The New York Times isn't just suing over stolen articles anymore. Now they're saying Microsoft built the whole damn machine — a supercomputer designed to rip off copyrighted work at industrial scale.
Last week, the paper filed an amended complaint in its copyright lawsuit against OpenAI and Microsoft, and let me tell you, this thing has teeth. The new filing claims Microsoft constructed a supercomputer specifically to train OpenAI's models on copyrighted material — and knew exactly what it was doing.
This isn't just a legal tweak. It's a strategic pivot, timed perfectly after the Supreme Court handed down a ruling that shook the copyright world.
What the Supreme Court Changed
Earlier this month, SCOTUS ruled against Sony in a case that limited fair use protections for tech companies that copy massive amounts of data. The decision sent shockwaves through the AI industry, which has long leaned on fair use as its get-out-of-jail-free card.
Now the NYT is using that ruling like a crowbar. The amended complaint argues that Microsoft's supercomputer — built with tens of thousands of GPUs and custom networking — wasn't just a neutral tool. It was a deliberate infrastructure designed to ingest copyrighted news articles without permission.
“Microsoft didn't just write a check,” the complaint states. “They built the engine that powers this infringement.”
The Supercomputer Nobody's Talking About
Details about the machine are sparse, but sources familiar with the project say it's one of the largest supercomputers on the planet. Microsoft invested billions to create a cluster capable of training models like GPT-4. The system is optimized for massive data throughput — exactly the kind of hardware you'd need to scrape and process the entire internet, including paywalled content.
The NYT claims Microsoft knew the data being fed into that machine included copyrighted Times articles. Emails and internal documents reportedly show engineers discussing how to avoid detection or legal blowback.

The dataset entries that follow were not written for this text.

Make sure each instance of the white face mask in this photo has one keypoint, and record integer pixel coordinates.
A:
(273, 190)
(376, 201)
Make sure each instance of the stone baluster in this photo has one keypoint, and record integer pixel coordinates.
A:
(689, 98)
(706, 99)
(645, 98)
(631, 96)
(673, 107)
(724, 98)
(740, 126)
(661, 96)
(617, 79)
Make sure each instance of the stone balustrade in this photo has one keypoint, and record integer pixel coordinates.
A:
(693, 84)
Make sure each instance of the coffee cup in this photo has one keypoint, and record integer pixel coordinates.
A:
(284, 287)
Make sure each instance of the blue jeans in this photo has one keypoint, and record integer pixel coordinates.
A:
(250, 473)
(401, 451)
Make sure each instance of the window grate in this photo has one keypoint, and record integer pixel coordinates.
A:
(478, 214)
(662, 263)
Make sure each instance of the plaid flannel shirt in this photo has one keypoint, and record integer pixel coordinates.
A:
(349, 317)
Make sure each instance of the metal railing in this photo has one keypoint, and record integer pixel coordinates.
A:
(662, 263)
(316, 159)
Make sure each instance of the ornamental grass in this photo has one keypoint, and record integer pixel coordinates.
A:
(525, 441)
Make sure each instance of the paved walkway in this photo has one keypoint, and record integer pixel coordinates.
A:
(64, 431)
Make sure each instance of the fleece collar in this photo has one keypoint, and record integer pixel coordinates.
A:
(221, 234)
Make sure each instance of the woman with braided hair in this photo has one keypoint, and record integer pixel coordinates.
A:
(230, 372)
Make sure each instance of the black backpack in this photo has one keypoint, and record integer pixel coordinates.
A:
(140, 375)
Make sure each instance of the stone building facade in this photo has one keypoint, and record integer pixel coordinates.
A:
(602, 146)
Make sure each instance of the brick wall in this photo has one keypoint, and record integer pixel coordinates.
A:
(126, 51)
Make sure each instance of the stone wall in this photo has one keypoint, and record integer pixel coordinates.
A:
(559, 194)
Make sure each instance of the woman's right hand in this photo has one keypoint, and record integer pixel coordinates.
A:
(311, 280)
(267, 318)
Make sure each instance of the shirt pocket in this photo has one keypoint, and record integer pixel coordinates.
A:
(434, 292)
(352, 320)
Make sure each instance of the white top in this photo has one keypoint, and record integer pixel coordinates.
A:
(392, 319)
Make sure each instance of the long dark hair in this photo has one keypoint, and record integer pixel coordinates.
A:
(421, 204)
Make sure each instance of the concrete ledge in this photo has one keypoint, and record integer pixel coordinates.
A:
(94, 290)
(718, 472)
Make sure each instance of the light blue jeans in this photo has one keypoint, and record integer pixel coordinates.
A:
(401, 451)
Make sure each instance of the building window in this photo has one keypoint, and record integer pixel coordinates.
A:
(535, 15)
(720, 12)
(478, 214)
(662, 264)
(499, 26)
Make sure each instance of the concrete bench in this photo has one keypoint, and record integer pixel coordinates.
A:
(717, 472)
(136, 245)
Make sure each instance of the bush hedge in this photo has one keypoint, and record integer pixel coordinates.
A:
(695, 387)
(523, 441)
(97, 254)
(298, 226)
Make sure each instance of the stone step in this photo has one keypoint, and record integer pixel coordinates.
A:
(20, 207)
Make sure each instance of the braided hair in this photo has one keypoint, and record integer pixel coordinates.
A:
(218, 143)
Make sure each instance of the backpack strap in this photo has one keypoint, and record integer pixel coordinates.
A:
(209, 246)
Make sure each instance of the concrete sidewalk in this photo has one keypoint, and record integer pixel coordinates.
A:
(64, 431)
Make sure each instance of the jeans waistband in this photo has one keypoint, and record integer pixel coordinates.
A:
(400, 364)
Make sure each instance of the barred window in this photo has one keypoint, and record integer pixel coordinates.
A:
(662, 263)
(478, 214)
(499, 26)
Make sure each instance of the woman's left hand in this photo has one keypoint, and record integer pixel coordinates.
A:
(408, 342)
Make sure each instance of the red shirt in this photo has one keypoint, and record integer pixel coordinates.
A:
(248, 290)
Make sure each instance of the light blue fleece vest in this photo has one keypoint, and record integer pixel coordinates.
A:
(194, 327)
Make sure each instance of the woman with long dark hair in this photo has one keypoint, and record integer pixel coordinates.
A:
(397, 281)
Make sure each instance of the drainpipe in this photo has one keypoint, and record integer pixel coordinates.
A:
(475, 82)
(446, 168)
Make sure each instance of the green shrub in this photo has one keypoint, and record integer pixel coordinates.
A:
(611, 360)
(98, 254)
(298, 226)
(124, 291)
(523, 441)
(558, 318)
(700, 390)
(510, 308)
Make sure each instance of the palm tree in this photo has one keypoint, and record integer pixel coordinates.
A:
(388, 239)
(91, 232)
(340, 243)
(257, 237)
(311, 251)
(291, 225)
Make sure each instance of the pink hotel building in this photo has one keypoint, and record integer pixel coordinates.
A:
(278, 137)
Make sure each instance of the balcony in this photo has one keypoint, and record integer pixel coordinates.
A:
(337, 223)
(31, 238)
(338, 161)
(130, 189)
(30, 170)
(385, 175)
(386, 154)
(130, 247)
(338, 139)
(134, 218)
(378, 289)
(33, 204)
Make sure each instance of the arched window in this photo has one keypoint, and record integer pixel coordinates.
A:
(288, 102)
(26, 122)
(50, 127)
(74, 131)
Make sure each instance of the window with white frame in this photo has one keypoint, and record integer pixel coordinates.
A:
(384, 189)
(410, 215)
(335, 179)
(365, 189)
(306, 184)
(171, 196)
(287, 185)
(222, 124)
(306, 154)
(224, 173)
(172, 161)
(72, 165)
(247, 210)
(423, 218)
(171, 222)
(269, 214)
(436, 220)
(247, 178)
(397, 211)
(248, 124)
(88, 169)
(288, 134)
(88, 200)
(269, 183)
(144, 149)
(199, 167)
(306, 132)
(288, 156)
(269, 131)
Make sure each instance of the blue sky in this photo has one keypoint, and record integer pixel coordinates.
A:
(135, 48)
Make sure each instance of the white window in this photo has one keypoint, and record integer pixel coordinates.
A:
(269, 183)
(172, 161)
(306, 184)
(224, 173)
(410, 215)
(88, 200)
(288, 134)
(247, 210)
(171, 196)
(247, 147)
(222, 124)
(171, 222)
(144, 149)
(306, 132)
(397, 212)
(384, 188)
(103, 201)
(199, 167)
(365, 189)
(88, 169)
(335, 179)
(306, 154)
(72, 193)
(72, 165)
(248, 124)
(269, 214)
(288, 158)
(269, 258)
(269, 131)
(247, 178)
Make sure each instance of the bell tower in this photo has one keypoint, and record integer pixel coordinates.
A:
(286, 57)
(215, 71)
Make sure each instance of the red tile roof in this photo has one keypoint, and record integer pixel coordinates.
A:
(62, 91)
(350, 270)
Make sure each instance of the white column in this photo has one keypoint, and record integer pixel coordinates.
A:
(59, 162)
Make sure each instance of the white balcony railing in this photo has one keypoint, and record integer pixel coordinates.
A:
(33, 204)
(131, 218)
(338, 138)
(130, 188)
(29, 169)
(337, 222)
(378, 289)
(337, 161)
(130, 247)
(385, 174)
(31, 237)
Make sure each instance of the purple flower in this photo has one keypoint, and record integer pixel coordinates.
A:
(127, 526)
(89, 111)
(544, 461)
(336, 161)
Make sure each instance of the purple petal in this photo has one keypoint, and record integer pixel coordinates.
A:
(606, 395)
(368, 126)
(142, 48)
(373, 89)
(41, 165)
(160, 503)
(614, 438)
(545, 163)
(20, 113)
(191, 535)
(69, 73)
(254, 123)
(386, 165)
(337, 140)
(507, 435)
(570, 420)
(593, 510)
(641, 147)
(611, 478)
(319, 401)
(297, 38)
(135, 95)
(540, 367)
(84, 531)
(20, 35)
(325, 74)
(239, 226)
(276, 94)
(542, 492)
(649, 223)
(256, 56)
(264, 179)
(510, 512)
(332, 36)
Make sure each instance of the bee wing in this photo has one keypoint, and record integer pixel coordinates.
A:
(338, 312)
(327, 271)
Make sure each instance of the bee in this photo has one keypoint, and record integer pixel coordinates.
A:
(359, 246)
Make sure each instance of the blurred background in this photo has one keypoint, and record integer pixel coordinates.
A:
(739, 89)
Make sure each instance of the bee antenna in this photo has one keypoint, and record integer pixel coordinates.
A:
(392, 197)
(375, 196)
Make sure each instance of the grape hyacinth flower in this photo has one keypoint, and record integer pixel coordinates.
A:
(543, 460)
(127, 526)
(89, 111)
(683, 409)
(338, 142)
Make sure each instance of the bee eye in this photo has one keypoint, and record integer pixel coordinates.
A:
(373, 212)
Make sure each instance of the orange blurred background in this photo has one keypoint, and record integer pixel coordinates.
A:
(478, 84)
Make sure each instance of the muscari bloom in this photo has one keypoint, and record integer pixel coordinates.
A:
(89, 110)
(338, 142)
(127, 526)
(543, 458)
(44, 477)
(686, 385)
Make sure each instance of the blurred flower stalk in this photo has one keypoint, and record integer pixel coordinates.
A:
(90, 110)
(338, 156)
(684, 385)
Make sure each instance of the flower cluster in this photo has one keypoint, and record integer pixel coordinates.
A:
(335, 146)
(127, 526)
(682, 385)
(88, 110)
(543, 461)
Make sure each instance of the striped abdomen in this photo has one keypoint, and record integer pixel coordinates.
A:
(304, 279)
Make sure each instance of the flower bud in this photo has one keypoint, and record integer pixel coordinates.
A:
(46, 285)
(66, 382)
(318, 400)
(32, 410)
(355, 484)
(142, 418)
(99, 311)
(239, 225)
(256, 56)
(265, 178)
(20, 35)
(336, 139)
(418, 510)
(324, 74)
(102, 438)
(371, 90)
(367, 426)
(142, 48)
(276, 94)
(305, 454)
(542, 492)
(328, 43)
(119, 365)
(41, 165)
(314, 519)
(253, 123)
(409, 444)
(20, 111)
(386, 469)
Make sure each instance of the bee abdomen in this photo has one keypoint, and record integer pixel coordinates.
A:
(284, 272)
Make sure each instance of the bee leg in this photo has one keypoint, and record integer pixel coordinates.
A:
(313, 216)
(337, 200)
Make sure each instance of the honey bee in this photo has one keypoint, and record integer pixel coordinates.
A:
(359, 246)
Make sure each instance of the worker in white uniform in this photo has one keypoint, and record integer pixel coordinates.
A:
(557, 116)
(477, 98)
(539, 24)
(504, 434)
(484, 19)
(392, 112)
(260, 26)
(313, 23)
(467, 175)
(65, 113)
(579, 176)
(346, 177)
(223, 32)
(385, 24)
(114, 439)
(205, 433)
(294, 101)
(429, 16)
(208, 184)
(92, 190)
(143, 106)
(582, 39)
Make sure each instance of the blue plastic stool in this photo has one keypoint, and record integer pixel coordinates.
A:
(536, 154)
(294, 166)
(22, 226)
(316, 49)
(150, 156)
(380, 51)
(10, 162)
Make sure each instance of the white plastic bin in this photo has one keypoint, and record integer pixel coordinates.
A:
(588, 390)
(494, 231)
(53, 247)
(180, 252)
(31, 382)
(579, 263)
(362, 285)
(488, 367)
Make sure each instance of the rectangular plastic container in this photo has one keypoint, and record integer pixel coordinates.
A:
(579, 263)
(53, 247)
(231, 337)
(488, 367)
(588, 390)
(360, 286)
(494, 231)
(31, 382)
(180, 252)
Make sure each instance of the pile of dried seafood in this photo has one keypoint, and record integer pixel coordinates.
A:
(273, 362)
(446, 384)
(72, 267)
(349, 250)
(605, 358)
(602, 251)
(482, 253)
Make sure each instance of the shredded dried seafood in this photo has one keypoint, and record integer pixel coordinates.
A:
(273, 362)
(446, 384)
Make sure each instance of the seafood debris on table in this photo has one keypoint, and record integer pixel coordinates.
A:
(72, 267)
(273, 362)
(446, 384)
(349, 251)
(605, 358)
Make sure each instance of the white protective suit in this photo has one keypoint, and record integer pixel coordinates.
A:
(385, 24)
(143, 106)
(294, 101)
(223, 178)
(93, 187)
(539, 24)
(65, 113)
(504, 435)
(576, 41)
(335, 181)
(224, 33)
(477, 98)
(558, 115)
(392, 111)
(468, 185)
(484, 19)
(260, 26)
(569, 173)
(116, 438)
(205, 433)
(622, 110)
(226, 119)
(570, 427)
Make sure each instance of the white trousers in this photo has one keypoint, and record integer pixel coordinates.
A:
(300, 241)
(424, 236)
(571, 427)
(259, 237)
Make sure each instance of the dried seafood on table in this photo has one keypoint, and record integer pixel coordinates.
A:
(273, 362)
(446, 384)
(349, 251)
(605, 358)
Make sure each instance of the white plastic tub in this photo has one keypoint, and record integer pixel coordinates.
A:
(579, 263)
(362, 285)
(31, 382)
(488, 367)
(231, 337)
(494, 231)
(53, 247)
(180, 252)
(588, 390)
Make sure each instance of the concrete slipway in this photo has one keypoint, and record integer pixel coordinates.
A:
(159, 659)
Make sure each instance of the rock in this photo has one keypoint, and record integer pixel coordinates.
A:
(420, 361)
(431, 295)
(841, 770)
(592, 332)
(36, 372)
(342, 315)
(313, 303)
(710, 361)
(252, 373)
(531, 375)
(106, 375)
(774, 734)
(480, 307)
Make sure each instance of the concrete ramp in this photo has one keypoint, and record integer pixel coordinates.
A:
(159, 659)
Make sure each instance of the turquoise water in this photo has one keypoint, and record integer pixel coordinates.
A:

“They built a copyright-infringement factory,” said a legal expert who reviewed the filing. “If the court buys this argument, Microsoft is in deep trouble.”
OpenAI Plays Dumb, Microsoft Plays Silent
OpenAI has consistently argued that training on publicly available data falls under fair use. But the NYT's new approach shifts the focus to Microsoft, which has deeper pockets and a more explicit role in the infrastructure.
Microsoft declined to comment on the specific allegations, but a spokesperson reiterated that the company respects intellectual property rights and believes its AI partnerships are lawful. OpenAI didn't respond to requests for comment.
Meanwhile, the NYT isn't backing down. The paper is asking for damages that could run into the billions, and perhaps more importantly, an injunction that would force Microsoft to dismantle or repurpose the supercomputer.
“If the NYT wins, every tech company building AI infrastructure will have to rethink how they handle training data. This could reshape the industry.”
Why This Matters Beyond the Newsroom
This isn't just a fight between a newspaper and a tech giant. It's a test case for the entire generative AI economy. If Microsoft can be held liable for building supercomputers that train on copyrighted data, then Google, Amazon, and every startup with a GPU cluster faces the same risk.
The entertainment industry is watching closely. Hollywood studios, music labels, and book publishers have all sued AI companies over training data. But none have gone after the hardware provider directly.
“This is brilliant lawyering,” said a copyright attorney not involved in the case. “By targeting the infrastructure, they're going after the one thing AI companies can't easily replace.”
The Human Cost
Lost in the legal jargon is the fact that real journalists wrote those articles. Real reporters spent weeks investigating stories, only to have their work scraped into a machine that spits out cheap imitations.
The NYT employs over 1,700 journalists. Many of them watched their bylines get fed into an algorithm without consent or compensation. This lawsuit isn't just about money — it's about whether human creativity can survive in a world where machines can replicate it for free.
One veteran reporter told me: “We're not Luddites. We use AI tools in the newsroom. But if they can just take our work and sell it back to us as a chatbot, what's the point of paying us?”
What Happens Next
The case is in the early stages. Discovery will likely reveal more emails, more technical specs, and more embarrassing admissions. Microsoft will fight hard — this case threatens not just the OpenAI partnership but its entire Azure AI business.
The NYT has already won round one by shifting the narrative. Now it's about proving that a supercomputer can be a tool of copyright infringement, not just a neutral box of circuits.
If they succeed, the AI industry will never be the same. And maybe that's exactly what needs to happen.
You want to know who built the machine that's eating the internet? Microsoft did. And they're about to pay for it.